Jack Torrance cried these words out in both surprise and agony as he slapped his right hand against his blue chambray workshirt, dislodging the big, slowmoving wasp that had stung him. Then he was scrambling up the roof as fast as he could, looking back over his shoulder to see if the wasp's brothers and sisters were rising from the nest he had uncovered to do battle. If they were, it could be bad; the nest was between him and his ladder, and the trapdoor leading down into the attic was locked from the inside.
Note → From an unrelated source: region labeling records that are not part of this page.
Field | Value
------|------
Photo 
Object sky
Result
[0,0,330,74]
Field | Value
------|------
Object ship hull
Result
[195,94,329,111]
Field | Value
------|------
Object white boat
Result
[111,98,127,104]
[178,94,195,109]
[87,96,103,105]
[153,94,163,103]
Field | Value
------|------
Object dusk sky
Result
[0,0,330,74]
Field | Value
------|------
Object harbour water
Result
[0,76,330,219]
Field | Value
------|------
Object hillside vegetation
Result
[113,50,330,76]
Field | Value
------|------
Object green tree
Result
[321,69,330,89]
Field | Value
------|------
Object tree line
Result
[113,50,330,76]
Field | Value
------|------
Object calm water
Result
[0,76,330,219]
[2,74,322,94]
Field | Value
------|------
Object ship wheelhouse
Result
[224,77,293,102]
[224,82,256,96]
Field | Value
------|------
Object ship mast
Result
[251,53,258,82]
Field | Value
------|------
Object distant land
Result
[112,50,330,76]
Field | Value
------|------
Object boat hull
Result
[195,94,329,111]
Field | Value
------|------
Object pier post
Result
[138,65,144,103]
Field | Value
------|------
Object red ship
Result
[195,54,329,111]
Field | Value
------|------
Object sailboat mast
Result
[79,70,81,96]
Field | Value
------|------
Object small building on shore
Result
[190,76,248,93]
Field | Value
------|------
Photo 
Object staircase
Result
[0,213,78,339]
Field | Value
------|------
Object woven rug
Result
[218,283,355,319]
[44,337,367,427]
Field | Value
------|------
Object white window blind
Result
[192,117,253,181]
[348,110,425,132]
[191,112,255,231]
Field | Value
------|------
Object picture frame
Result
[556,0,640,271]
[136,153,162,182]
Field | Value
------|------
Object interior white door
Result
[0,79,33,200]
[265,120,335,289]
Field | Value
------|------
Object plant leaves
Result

The drop was seventy feet from the roof to the cement patio between the hotel and the lawn.

The clear air above the nest was still and undisturbed.

Jack whistled disgustedly between his teeth, sat straddling the peak of the roof, and examined his right index finger. It was swelling already, and he supposed he would have to try and creep past that nest to his ladder so he could go down and put some ice on it.

It was October 20. Wendy and Danny had gone down to Sidewinder in the hotel truck (an elderly, rattling Dodge that was still more trustworthy than the VW, which was now wheezing gravely and seemed terminal) to get three gallons of milk and do some Christmas shopping. It was early to shop, but there was no telling when the snow would come to stay. There had already been flurries, and in some places the road down from the Overlook was slick with patch ice.